Regularized version -> 0.1

m = LogisticRegression(C=0.1, dual=True)
m.fit(x, y)
preds = m.predict(val_term_doc)
(preds==val_y).mean()
0.88271999999999995

Regularized version -> 0.1 with traing doc terms

m = LogisticRegression(C=0.1, dual=True)
m.fit(trn_term_doc.sign(), y)
preds = m.predict(val_term_doc.sign())
(preds==val_y).mean()
0.88404000000000005

Trigram with NB features

Instead of using words, we will use small phrases of words, or phrases. In this case we will use 3 word phrases, also referred to as trigrams

veczr =  CountVectorizer(ngram_range=(1,3), tokenizer=tokenize, max_features=800000)
trn_term_doc = veczr.fit_transform(trn)
val_term_doc = veczr.transform(val)

Let regularization do the feature selection, just bound the overall space

trn_term_doc.shape
(25000, 800000)
vocab = veczr.get_feature_names()
vocab[200000:200005]
['by vast', 'by vengeance', 'by vengeance .', 'by vera', 'by vera miles']
y=trn_y
x=trn_term_doc.sign()
val_x = val_term_doc.sign()
p = x[y==1].sum(0)+1
q = x[y==0].sum(0)+1
r = np.log((p/p.sum())/(q/q.sum()))
b = np.log(len(p)/len(q))
4 Likes

Thanks for the notes! Important correction here: for each row, 15% of the variables were replaced with those from another row. (I didn’t update the notes directly since I figured you’d want to be aware of this)

1 Like

thanks jeremy for the correction, ill make the changes after final exams! Appreciate teh note

Hi

In the previous post you say this:

I see how you apply the log-count-ratio to a dataset which has 2 labels (positive and negative). But I do not understand how to apply log-count-ratio to data which has more than 2 labels. Maybe someone can explain this to me?
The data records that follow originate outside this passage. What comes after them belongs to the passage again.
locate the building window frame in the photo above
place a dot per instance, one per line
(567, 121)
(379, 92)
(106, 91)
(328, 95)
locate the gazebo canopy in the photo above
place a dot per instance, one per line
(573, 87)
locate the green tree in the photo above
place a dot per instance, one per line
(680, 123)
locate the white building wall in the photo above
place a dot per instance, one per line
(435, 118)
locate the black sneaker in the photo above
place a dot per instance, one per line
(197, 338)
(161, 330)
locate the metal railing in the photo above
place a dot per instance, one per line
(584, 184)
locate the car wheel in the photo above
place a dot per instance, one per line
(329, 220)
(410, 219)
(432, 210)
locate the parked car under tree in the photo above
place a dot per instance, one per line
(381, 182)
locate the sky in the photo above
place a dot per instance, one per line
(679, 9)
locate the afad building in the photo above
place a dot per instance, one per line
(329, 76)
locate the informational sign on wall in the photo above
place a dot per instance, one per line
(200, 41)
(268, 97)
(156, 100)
I searched the complete internet and I could not find any fastai example that uses Naive Bayes with a dataset which contains multiple labels. Maybe you have some links for me?

–> I have the same question asked here but with much more detail. Unfortunatlly I never got any response :frowning: Maybe you can help with that.